On Tuesday, 24 July 2018 at 14:08:26 UTC, Daniel Kozak wrote:
I am not C++ expert so this seems wierd to me:

#include <iostream>
#include <string>

using namespace std;

int main(int argc, char **argv)
{
        char c = 0xFF;
        std::string sData = {c,c,c,c};
        unsigned int i = (((((sData[0]&0xFF)*256
                                        + (sData[1]&0xFF))*256)
                                        + (sData[2]&0xFF))*256
                                        + (sData[3]&0xFF));
                                        
        if (i != 0xFFFFFFFF) { // it is true why?
                // this print 18446744073709551615 wow
                std::cout << "WTF: " << i  << std::endl;
        }               
        return 0;
}

compiled with:
g++ -O2 -Wall  -o "test" "test.cxx"
when compiled with -O0 it works as expected

Vs.

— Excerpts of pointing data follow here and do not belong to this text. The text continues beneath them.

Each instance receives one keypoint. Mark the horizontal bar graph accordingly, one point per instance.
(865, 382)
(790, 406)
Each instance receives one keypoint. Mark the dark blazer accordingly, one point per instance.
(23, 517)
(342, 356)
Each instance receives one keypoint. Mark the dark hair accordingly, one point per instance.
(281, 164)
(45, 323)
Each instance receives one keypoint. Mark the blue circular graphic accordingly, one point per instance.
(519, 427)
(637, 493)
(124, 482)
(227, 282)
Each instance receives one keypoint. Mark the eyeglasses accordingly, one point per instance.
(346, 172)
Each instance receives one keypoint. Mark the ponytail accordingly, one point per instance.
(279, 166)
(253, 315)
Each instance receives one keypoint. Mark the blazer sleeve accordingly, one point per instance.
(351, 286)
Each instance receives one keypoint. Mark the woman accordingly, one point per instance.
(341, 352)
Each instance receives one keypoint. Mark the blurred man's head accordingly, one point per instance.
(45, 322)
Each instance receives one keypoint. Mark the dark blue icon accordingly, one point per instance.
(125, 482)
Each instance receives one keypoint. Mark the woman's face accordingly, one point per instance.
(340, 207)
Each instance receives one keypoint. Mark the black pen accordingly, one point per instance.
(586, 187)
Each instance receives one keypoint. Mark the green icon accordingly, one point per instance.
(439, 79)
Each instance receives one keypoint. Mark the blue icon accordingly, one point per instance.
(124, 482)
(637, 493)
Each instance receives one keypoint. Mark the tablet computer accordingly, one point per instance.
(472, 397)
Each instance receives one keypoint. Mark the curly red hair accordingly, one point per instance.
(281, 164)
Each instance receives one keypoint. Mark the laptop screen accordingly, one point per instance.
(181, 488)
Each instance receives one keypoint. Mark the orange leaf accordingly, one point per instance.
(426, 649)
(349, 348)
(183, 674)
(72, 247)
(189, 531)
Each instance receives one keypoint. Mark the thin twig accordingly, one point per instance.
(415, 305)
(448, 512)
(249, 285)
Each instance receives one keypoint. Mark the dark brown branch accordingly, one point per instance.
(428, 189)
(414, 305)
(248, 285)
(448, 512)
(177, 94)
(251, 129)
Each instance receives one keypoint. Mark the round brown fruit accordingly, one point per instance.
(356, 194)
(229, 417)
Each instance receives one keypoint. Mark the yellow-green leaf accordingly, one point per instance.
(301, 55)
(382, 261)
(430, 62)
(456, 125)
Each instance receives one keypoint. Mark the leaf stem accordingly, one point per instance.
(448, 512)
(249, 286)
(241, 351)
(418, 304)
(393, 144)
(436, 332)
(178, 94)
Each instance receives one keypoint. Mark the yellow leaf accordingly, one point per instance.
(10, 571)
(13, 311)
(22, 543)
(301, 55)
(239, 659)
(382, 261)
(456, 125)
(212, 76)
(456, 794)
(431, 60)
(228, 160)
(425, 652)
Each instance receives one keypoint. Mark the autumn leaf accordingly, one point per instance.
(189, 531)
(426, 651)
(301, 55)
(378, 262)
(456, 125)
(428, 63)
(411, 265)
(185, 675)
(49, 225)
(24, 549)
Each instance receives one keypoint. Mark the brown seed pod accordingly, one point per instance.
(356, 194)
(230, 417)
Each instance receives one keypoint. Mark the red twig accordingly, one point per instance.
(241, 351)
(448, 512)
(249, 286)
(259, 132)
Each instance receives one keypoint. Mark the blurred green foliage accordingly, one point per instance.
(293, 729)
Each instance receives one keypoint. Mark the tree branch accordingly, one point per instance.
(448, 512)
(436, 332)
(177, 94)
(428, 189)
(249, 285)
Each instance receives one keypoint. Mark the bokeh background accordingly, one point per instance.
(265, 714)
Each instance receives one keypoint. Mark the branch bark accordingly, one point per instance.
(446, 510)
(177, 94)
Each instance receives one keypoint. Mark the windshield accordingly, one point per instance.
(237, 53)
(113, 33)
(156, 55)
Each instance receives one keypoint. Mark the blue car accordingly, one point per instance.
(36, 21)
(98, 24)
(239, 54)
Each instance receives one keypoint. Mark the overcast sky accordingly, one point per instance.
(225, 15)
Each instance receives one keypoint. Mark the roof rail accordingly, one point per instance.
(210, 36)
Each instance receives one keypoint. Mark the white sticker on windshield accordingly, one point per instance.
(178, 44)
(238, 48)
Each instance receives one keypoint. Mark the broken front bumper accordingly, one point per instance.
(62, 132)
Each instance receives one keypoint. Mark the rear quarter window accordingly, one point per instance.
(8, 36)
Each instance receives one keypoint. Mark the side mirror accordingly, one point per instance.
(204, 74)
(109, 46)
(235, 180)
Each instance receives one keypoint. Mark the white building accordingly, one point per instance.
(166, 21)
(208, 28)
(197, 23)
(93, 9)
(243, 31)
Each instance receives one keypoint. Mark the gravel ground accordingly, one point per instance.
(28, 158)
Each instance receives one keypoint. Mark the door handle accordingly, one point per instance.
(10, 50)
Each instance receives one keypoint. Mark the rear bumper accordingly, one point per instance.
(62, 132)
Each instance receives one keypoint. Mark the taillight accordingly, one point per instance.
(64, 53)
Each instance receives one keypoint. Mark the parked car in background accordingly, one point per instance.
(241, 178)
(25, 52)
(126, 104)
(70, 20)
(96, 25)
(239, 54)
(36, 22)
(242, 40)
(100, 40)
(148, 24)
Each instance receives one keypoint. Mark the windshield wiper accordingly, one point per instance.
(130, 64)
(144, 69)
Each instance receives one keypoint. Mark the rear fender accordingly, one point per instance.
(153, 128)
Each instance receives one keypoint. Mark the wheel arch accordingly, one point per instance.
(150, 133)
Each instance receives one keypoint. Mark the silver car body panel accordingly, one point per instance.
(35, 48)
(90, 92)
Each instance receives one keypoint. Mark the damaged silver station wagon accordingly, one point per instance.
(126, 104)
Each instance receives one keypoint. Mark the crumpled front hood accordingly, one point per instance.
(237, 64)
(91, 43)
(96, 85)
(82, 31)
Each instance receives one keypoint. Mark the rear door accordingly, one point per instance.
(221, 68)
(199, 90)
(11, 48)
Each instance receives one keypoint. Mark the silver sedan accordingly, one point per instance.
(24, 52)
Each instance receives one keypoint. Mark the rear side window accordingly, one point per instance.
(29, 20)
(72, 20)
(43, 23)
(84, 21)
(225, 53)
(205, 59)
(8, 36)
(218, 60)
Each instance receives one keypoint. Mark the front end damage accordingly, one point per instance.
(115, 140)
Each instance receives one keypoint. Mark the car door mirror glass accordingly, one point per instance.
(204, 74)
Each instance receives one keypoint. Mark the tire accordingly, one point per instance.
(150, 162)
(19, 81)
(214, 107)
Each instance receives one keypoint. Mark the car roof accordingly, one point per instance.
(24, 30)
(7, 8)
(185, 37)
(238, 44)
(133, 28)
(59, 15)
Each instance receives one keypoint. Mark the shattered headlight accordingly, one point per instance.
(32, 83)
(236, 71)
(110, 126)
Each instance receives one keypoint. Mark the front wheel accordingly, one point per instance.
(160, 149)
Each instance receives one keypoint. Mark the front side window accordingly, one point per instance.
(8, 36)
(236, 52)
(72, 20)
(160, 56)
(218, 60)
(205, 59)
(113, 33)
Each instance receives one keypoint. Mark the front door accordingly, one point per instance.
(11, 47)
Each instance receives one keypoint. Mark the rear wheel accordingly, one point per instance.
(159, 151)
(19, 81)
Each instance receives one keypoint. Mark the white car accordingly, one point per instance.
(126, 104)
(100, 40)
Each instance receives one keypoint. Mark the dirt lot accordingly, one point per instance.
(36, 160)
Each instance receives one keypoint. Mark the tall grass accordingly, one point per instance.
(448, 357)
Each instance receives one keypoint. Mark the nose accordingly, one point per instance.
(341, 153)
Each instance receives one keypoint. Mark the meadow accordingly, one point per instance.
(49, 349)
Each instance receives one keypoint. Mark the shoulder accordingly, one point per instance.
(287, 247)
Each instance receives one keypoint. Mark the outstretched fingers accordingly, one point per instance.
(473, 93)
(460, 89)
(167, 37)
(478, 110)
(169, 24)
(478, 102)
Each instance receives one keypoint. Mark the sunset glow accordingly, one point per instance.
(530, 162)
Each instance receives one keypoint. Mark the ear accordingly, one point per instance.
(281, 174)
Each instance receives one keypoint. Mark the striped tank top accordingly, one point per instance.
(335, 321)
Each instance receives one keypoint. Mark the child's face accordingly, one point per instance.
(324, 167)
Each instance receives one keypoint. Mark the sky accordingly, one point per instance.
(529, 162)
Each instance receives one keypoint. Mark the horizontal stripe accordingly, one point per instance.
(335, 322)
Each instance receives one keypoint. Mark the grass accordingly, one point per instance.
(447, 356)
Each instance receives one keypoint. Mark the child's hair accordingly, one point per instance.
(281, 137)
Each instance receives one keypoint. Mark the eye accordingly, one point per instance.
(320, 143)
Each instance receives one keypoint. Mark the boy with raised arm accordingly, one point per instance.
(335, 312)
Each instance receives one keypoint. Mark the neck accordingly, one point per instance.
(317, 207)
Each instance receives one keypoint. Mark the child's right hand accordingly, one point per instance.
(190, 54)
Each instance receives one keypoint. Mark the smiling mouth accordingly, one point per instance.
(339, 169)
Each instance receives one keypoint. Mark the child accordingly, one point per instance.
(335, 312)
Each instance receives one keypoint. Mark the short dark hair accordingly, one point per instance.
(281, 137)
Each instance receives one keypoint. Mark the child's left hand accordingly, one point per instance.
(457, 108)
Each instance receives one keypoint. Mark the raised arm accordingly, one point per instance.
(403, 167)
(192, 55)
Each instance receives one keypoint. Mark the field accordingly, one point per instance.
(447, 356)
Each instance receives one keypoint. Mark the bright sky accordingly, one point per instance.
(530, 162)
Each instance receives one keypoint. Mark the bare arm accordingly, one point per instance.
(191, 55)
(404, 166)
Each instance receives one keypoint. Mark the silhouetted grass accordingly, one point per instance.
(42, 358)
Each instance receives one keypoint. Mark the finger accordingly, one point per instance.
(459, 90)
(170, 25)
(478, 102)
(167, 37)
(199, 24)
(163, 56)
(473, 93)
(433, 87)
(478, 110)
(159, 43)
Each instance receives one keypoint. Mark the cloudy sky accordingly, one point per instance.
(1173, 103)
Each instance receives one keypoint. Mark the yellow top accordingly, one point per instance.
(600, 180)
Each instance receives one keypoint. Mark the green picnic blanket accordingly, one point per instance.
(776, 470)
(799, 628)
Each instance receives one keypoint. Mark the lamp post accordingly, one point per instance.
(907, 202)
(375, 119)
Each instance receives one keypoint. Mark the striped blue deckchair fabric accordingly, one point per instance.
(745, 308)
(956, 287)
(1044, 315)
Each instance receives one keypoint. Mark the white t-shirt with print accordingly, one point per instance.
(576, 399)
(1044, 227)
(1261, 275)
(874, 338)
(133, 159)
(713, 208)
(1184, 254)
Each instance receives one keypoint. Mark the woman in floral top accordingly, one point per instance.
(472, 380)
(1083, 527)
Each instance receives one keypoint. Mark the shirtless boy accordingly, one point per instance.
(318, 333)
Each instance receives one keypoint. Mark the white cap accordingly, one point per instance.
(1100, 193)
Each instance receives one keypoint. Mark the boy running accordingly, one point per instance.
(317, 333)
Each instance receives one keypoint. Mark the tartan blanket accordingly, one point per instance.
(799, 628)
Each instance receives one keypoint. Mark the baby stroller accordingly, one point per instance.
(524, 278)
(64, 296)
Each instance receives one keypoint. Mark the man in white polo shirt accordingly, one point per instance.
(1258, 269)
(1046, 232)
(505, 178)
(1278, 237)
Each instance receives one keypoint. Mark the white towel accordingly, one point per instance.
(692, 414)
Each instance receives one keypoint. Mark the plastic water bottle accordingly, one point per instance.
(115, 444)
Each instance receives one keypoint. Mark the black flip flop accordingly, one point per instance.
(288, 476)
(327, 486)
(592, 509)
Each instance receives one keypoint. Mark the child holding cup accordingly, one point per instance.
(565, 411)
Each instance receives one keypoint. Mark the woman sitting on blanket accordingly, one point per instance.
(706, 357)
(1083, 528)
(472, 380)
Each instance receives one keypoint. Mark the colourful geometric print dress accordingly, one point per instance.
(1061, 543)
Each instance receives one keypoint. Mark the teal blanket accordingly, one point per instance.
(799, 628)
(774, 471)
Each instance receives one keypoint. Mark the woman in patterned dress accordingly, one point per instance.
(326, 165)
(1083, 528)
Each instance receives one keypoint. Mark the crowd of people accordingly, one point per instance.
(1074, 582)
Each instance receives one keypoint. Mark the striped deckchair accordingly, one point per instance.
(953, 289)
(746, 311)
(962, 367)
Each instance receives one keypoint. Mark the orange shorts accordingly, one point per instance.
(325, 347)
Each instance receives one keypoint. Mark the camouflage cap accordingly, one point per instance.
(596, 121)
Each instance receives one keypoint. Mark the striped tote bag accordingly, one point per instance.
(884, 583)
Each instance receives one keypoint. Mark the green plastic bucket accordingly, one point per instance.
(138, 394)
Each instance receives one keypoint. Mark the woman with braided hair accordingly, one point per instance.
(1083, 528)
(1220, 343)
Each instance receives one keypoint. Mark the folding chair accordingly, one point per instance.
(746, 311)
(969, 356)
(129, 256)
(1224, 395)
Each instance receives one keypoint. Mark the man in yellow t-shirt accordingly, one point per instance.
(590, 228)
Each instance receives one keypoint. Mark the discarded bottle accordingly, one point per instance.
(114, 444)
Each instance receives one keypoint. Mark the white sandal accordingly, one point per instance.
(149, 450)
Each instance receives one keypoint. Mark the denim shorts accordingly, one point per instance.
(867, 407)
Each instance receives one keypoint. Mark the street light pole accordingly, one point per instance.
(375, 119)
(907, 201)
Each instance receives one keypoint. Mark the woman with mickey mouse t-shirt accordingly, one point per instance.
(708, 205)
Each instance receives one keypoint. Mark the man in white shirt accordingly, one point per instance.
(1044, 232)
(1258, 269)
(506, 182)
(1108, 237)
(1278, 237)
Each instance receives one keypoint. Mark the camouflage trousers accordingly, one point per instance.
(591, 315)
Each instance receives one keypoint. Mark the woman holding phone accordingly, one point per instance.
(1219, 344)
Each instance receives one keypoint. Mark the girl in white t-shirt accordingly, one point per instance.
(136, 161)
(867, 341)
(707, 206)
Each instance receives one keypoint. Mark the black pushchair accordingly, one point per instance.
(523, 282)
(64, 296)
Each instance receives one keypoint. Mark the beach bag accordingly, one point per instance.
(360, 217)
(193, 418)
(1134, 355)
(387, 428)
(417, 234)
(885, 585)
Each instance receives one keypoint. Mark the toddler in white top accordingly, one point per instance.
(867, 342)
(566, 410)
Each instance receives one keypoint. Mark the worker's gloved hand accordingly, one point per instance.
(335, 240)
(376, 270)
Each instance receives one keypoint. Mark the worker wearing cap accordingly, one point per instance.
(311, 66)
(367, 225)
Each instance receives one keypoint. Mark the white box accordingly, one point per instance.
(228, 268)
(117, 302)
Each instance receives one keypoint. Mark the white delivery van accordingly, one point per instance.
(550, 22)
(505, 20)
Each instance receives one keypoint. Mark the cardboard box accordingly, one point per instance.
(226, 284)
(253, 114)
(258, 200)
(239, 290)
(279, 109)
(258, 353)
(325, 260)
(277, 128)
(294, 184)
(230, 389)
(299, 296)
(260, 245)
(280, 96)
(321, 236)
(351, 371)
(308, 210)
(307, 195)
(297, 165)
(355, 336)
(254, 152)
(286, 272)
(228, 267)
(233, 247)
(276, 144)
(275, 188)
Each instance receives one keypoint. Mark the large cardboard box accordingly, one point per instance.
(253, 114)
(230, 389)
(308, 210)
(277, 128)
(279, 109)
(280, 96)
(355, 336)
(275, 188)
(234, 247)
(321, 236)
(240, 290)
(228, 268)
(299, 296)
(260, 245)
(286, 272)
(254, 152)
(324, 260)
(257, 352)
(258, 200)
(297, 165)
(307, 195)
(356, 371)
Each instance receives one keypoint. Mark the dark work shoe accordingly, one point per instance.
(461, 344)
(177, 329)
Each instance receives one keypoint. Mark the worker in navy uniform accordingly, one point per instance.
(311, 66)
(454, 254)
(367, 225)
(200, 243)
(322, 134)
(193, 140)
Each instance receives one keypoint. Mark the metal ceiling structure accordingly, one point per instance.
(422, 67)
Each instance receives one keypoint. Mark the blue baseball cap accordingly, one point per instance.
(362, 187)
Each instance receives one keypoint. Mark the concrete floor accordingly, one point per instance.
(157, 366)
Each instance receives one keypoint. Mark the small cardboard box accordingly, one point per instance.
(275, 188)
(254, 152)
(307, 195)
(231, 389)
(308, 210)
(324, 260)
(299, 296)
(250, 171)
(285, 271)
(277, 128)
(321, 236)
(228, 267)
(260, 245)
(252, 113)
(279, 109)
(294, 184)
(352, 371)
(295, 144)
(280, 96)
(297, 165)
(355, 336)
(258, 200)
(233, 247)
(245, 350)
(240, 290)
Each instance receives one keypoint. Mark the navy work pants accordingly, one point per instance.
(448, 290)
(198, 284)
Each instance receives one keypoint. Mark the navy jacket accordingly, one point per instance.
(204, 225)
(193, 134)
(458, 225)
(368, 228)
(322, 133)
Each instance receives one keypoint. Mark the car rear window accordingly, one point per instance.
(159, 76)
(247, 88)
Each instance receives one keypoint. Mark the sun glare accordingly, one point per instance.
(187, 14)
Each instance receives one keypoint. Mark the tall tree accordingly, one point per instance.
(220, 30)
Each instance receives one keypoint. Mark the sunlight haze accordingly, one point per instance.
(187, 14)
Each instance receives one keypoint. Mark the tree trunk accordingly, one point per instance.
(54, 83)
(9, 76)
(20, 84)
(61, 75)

D:

import std.stdio;

void main(string[] args)
{
        char c = 0xFF;
        string sData = [c,c,c,c];
        uint i = (((((sData[0]&0xFF)*256
                                        + (sData[1]&0xFF))*256)
                                        + (sData[2]&0xFF))*256
                                        + (sData[3]&0xFF));
        if (i != 0xFFFFFFFF) { // is false - make sense
                writefln("WTF: %d", i);
        }                       
}

compiled with:
dmd -release -inline -boundscheck=off -w -of"test" "test.d"

So it is code gen bug on c++ side, or there is something wrong with that code.

As the C++ char are signed by default, when you accumulate several shifted 8 bit -1 into a char result and then store it in a 64 bit unsigned buffer, you get -1 in 64 bits : 18446744073709551615.